Ich will nicht verleugnen: Möglicherweise ist es auch eine Kinderangst, ein atavistisches Ur-Entsetzen, das mich umtreibt. In blanker Fassungslosigkeit erstarre ich jedoch aufgrund der Erkenntnis, dass sich die Menschen wieder derartig schnell und langanhaltend bestehlen, belügen, einlullen und ideologisieren lassen. Dass die Menschen nicht erwachen wollen, obwohl erneut unwiderlegbare Fakten offen und für jedermann einsehbar auf dem Tisch liegen, ist schlichtweg unbegreiflich. Internationale Wissenschaft und Ökonomie haben es nachgewiesen: Unsere sogenannte Energiewende ist gescheitert! Muss dieser Irrweg wieder – wie jener von Wackersdorf über Tschernobyl bis Fukushima – gegen alles Wissen und Gewissen der politischen Verantwortungsträger weiter gegangen werden?

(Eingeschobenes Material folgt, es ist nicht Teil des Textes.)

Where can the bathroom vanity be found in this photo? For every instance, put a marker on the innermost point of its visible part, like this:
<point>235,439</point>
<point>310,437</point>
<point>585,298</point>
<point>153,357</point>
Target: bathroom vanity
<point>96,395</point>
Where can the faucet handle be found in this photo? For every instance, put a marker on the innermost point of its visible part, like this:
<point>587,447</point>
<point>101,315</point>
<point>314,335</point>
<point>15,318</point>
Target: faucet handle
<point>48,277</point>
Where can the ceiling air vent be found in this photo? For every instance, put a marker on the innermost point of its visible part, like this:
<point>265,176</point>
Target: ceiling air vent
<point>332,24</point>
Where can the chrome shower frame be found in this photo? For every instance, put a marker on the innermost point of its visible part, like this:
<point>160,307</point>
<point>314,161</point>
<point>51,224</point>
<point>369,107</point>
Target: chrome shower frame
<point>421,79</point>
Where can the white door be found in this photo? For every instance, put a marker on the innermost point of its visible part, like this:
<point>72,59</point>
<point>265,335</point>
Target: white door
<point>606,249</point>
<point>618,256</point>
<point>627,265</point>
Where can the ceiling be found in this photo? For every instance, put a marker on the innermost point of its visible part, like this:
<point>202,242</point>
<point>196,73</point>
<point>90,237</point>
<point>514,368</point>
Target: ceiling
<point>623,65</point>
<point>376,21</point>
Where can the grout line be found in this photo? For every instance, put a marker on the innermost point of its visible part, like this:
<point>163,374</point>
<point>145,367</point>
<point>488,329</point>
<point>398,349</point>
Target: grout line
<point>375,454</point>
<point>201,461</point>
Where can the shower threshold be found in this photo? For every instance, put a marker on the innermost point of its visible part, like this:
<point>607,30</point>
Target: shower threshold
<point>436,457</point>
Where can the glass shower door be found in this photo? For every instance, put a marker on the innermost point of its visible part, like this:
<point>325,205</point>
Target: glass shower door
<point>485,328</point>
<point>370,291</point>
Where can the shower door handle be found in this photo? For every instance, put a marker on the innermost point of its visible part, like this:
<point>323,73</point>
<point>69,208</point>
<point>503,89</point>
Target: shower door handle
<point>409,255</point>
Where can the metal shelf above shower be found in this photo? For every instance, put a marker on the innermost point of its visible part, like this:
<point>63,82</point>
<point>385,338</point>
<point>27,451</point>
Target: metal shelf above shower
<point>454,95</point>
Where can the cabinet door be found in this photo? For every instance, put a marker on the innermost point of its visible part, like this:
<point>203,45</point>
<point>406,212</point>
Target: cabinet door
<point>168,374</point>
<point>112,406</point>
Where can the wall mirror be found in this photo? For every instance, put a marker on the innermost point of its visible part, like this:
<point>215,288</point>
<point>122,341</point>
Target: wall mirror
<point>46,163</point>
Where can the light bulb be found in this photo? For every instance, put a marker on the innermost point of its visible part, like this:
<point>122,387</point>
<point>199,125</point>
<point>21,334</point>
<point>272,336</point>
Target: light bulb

Die Physikerin Angela Merkel will erst 2011 zur Kenntnis genommenhaben,»dass selbst in einem Hochtechnologieland (…) die Risiken der Kernenergie nicht sicher beherrscht werden können« (Merkel 2011). Ich glaube ihr das nicht. Die Metapher des Restrisikos stammt von den Besten ihrer Zunft und wurde von allen Kernenergie-Gegnern und uns gebetsmühlenartig jahrzehntelang gepredigt und geschrieben. Heute wird wieder die Wahrheit gebeugt und unterdrückt, wieder sind Milliarden im Spiel, und wieder wird die Verantwortung verkauft, und es werden – wie nie zuvor – die Bürger um ihr sauer verdientes Geld gebracht. Hier ist nicht der Platz für endloses Beweis- und Zahlenmaterial und lange Argumentationsketten, zumal diese hinlänglich bekannt und wissenschaftlich sowie ministerial abgesichert sind. Aber die daraus folgenden Fakten können nicht oft genug wiederholt werden:

•  Windkraft kann aufgrund der geringen Energiedichte keinen substanziellen Beitrag zur Energie-/Stromversorgung leisten.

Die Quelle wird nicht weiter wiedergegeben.